Selama lebih dari satu dekade, warga Kampung Cibetus, Kecamatan Padarincang, Kabupaten Serang, Banten, telah berjuang melawan dampak buruk yang ditimbulkan oleh PT Sinar Ternak Sejahtera (STS), anak perusahaan dari Charoen Pokphand Indonesia. Sejak PT STS mulai beroperasi, lingkungan di sekitar kampung mengalami perubahan drastis akibat pencemaran yang ditimbulkan oleh usaha peternakan ayam berskala besar ini.
Warga telah berulang kali menyampaikan keluhan terkait pencemaran udara, bau menyengat dari limbah peternakan, serta meningkatnya kasus Infeksi Saluran Pernapasan Akut (ISPA) yang menyerang banyak penduduk, termasuk anak-anak dan lansia.
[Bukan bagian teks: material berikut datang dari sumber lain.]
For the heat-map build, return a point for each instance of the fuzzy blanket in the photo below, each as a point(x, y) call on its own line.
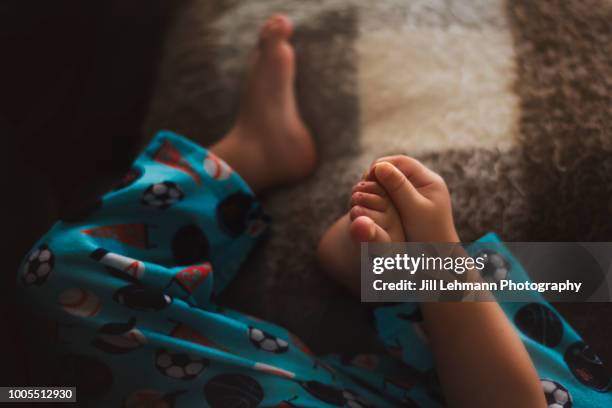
point(510, 102)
Mereka telah berusaha mencari keadilan melalui berbagai jalur, mulai dari audiensi dengan pemerintah daerah, pengaduan ke dinas terkait, hingga aksi protes damai. Namun, respons yang diberikan sangat lamban dan tidak memadai, sementara penderitaan mereka terus berlanjut.
Alih-alih mendapatkan perlindungan dan keadilan, warga justru menyaksikan bagaimana aparat penegak hukum lebih berpihak kepada kepentingan korporasi. Selama bertahun-tahun, PT STS tetap beroperasi tanpa tindakan hukum yang berarti, meskipun dampak buruk terhadap kesehatan dan lingkungan semakin nyata. Frustrasi dan kemarahan yang terus menumpuk akhirnya memicu peristiwa pembakaran kandang ayam PT STS pada November 2024. Insiden ini bukanlah aksi kriminal tanpa sebab, tetapi puncak dari akumulasi ketidakadilan yang dirasakan warga selama bertahun-tahun.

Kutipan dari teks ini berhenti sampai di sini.